Me apoyaré también en la propuesta de Ángeles Parrilla Latas, quien enfatiza en la importancia de instrumentar una investigación inclusiva que promueva acciones incluyentes y otorgue la voz a los protagonistas del proceso educativo -es en atención a la metodología de la investigación elegida, que este trabajo está redactado en primera persona.

El documento está integrado por tres capítulos. El primero se orienta básicamente a la caracterización de la institución escolar, enfatizando en su visión y misión, infraestructura, planes y programas de estudio que en ella se ponen en marcha, así como la descripción de los integrantes de la comunidad escolar.
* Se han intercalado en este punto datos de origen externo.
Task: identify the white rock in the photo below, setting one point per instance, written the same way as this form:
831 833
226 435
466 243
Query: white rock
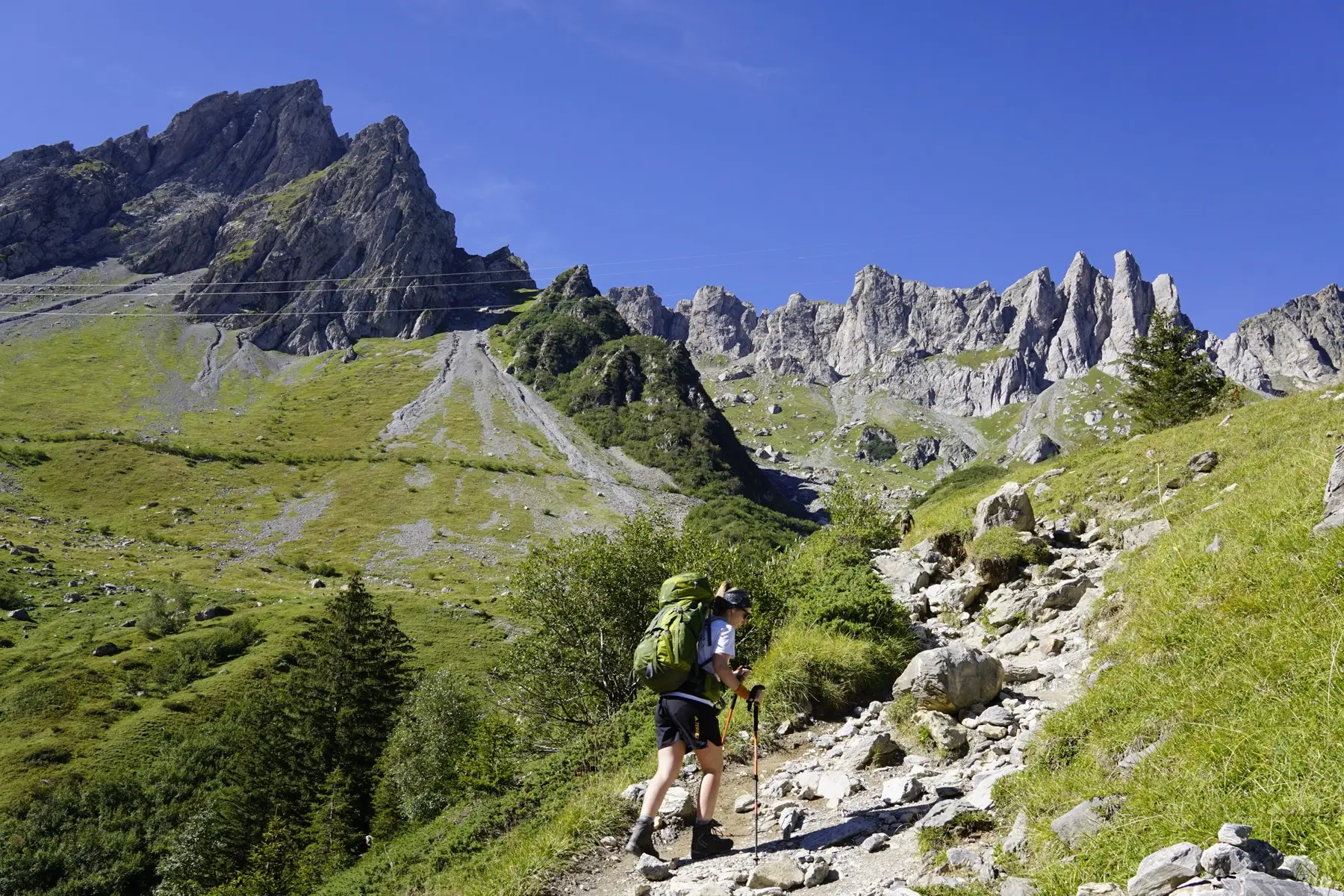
944 729
952 677
1009 507
653 868
874 842
1140 535
835 786
1164 871
902 790
816 874
678 802
1223 860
Posteriormente presento el análisis de la denominada "tríada inclusiva", en donde me doy a la tarea de explorar las condiciones favorecedoras y desfavorecedoras de la atención a la diversidad, con base en las dimensiones de la cultura, la política y la práctica, para después reflexionar en torno a mi ámbito de intervención profesional en el contexto de la comunidad escolar en la que participo como personal de apoyo técnico pedagógico.

Es en este primer capítulo en donde pretendo determinar quiénes están enfrentando barreras al aprendizaje y la participación, cómo se manifiestan dichas barreras y qué medidas ha tomado el centro educativo para derribar los obstáculos que impiden una educación de calidad en la inclusión y la equidad, elementos que recupero en el planteamiento de la problemática: ¿Cómo favorecer el trabajo colaborativo en el profesorado para brindar una atención de calidad a los alumnos que enfrentan barreras al aprendizaje y la participación?